Vulnerability research

Understanding the capabilities of a specific software or hardware product may provide a starting point for investigating vulnerabilities that could exist in that product. Conducting vulnerability research is not easy, neither is it a one-click task. Thus, it requires a strong knowledge base with different factors to carry out security analysis. The following are the factors to carry out security analysis:

  • Programming skills: This is a fundamental factor for ethical hackers. Learning the basic concepts and structures that exist with any programming language should grant the tester an imperative advantage when finding vulnerabilities. Apart from basic knowledge of programming languages, you must be prepared to deal with the advanced concepts of processors, system memory, buffers, pointers, data types, registers, and cache. These concepts are implementable in almost any programming language such as C/C++, Python, Perl, and Assembly.

    Note

    To learn the basics of writing an exploit code from a discovered vulnerability, visit http://www.phreedom.org/presentations/exploit-code-development/exploit-code-development.pdf.

  • Reverse engineering: This is another broad area for discovering the vulnerabilities that could exist in an electronic device, software, or system by analyzing its functions, structures, and operations.
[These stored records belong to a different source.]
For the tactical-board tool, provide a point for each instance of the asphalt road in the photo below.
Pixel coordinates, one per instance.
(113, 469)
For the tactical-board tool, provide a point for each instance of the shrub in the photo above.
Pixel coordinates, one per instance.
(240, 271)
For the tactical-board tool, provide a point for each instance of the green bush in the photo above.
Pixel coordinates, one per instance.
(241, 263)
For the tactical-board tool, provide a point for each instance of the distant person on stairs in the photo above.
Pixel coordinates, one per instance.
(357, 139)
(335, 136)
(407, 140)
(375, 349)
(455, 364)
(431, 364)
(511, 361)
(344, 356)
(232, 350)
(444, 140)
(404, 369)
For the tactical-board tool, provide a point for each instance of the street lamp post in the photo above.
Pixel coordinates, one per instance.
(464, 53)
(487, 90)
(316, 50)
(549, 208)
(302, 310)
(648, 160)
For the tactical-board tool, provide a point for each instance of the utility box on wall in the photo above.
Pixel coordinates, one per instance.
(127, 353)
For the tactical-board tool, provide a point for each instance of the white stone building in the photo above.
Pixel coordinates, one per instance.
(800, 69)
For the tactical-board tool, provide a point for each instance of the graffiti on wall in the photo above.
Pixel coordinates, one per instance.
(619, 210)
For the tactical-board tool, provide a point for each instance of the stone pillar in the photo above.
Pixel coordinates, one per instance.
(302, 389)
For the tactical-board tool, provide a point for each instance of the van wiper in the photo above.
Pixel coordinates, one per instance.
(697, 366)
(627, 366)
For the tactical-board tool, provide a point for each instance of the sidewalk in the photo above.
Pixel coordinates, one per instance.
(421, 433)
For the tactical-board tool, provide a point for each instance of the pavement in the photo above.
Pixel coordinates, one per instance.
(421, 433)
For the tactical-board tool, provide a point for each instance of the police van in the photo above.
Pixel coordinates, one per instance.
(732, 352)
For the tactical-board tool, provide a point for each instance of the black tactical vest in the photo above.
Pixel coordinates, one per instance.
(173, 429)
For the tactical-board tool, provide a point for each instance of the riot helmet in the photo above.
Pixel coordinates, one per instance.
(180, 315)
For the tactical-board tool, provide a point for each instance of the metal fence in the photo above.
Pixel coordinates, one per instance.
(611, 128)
The purpose is to deduce code from a given system without any prior knowledge of its internal working, to examine it for error conditions, poorly designed functions, and protocols, and to test the boundary conditions. There are several reasons that inspire the practice of reverse engineering skills such as the removal of copyright protection from a software, security auditing, competitive technical intelligence, and identification of patent infringement, interoperability, understanding the product workflow, and acquiring the sensitive data. Reverse engineering adds two layers of concept to examining the code of an application: source code auditing and binary auditing. If you have access to the application source code, you can accomplish the security analysis through automated tools, or manually study the source in order to extract the conditions where vulnerability can be triggered. On the other hand, binary auditing simplifies the task of reverse engineering where the application exists without any source code. Disassemblers and decompilers are two generic types of tools that may assist the auditor with binary analysis. Disassemblers generate the assembly code from a complied binary program, while decompilers generate a high-level language code from a compiled binary program. However, dealing with either of these tools is quite challenging and requires a careful assessment.
  • Instrumented tools: Instrumented tools such as debuggers, data extractors, fuzzers, profilers, code coverage, flow analyzers, and memory monitors play an important role in the vulnerability discovery process, and provide a consistent environment for testing purposes. Explaining each of these tool categories is beyond the scope of this book. However, you may find several useful tools already present under Kali Linux. To keep a track of the latest reverse code engineering tools, we strongly recommend that you visit the online library at:http://www.woodmann.com/collaborative/tools/index.php/Category:RCE_Tools.
  • Exploitability and payload construction: This is the final step in writing the proof of concept (PoC) code for a vulnerable element of an application, which could allow the penetration tester to execute custom commands on the target machine. We apply our knowledge of vulnerable applications from the reverse engineering stage to polish shellcode with an encoding mechanism, in order to avoid bad characters that may result in the termination of the exploit process.

Depending on the type and classification of vulnerability discovered, it is very important to follow the specific strategy that may allow you to execute an arbitrary code or command on the target system. As a professional penetration tester, you will always be looking for loopholes that will result in getting shell access to your target operating system. Thus, we will demonstrate a few scenarios with the Metasploit framework in a later section of this chapter, which will show these tools and techniques.